Question

As part of a project at work I have to calculate the centroid of a set of points in 3D space. Right now I'm doing it in a way that seems simple but naive -- by taking the average of each set of points, as in:

centroid = average(x), average(y), average(z)

where x, y and z are arrays of floating-point numbers. I seem to recall that there is a way to get a more accurate centroid, but I haven't found a simple algorithm for doing so. Anyone have any ideas or suggestions? I'm using Python for this, but I can adapt examples from other languages.

Was it helpful?

Solution

Contrary to the common refrain here, there are different ways to define (and calculate) a center of a point cloud. The first and most common solution has been suggested by you already and I will not argue that there is anything wrong with this:

centroid = average(x), average(y), average(z)

The "problem" here is that it will "distort" your center-point depending on the distribution of your points. If, for example, you assume that all your points are within a cubic box or some other geometric shape, but most of them happen to be placed in the upper half, your center-point will also shift in that direction.

As an alternative you could use the mathematical middle (the mean of the extrema) in each dimension to avoid this:

middle = middle(x), middle(y), middle(z)

You can use this when you don't care much about the number of points, but more about the global bounding box, because that's all this is - the center of the bounding box around your points.

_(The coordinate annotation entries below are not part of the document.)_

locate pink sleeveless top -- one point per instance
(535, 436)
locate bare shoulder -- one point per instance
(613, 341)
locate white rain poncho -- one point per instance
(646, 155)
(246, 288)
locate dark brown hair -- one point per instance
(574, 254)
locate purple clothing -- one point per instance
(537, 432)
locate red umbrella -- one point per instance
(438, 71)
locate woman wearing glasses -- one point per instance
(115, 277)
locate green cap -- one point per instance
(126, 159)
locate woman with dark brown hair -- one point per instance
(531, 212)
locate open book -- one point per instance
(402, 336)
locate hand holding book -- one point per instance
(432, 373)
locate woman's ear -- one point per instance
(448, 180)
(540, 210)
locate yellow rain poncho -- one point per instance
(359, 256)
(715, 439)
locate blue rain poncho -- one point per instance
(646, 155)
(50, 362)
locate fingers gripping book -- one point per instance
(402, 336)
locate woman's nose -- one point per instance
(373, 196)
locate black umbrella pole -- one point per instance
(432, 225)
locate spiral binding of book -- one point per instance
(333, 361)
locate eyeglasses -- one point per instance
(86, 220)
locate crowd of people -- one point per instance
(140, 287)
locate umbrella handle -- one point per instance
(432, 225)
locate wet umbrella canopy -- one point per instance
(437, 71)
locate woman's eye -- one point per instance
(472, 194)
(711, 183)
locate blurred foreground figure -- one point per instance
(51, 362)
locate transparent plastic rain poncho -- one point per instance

Lastly, you could also use the median (the element in the middle) in each dimension:

median = median(x), median(y), median(z)

Now this will sort of do the opposite to the middle and actually help you ignore outliers in your point cloud and find a centerpoint based on the distribution of your points.

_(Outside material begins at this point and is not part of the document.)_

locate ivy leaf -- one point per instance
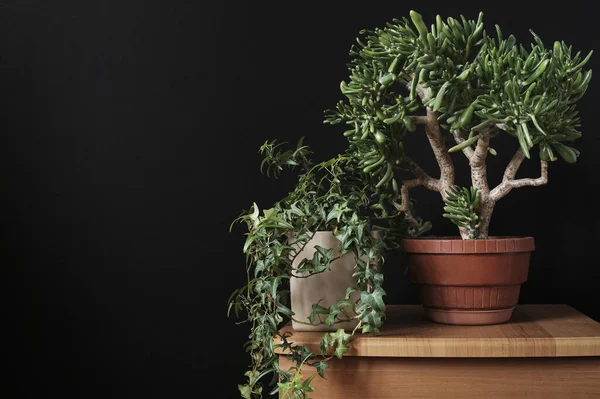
(321, 367)
(316, 311)
(373, 300)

A more and robust way to find a "good" centerpoint might be to ignore the top and bottom 10% in each dimension and then calculate the average or median. As you can see you can define the centerpoint in different ways. Below I am showing you examples of 2 2D point clouds with these suggestions in mind.

The dark blue dot is the average (mean) centroid. The median is shown in green. And the middle is shown in red. In the second image you will see exactly what I was talking about earlier: The green dot is "closer" to the densest part of the point cloud, while the red dot is further way from it, taking into account the most extreme boundaries of the point cloud.

enter image description here enter image description here

OTHER TIPS

Nope, that is the only formula for the centroid of a collection of points. See Wikipedia: http://en.wikipedia.org/wiki/Centroid

You vaguely mention "a way to get a more accurate centroid". Maybe you're talking about a centroid that isn't affected by outliers. For example, the average household income in the USA is probably very high, because a small number of very rich people skew the average; they are the "outliers". For that reason, statisticians use the median instead. One way to obtain the median is to sort the values, then pick the value halfway down the list.

Maybe you're looking for something like this, but for 2D or 3D points. The problem is, in 2D and higher, you can't sort. There's no natural order. Nevertheless, there are ways to get rid of outliers.

One way is to find the convex hull of the points. The convex hull has all the points on the "outside" of the set of points. If you do this, and throw out the points that are on the hull, you'll be throwing out the outliers, and the points that remain will give a more "representative" centroid. You can even repeat this process several times, and the result is kind like peeling an onion. In fact, it's called "convex hull peeling".

you can use increase accuracy summation - Kahan summation - was that what you had in mind?

Potentially more efficient: if you're calculating this multiple times, you can speed this up quite a bit by keeping two standing variables

N  # number of points
sums = dict(x=0,y=0,z=0)  # sums of the locations for each point

then changing N and sums whenever points are created or destroyed. This changes things from O(N) to O(1) for calculations at the cost of more work every time a point is created, moves, or is destroyed.

A "more accurate centroid" I believe centroid is defined the way you calculated it hence there can be no "more accurate centroid".

Yes that is the correct formula.

If you have a large number of points you can exploit the symmetry of the problem (be it cylindrical, spherical, mirror). Otherwise, you can borrow from statistics and average a random number of the points and just have a bit of error.

You got it. What you are calculating is the centroid, or the mean vector.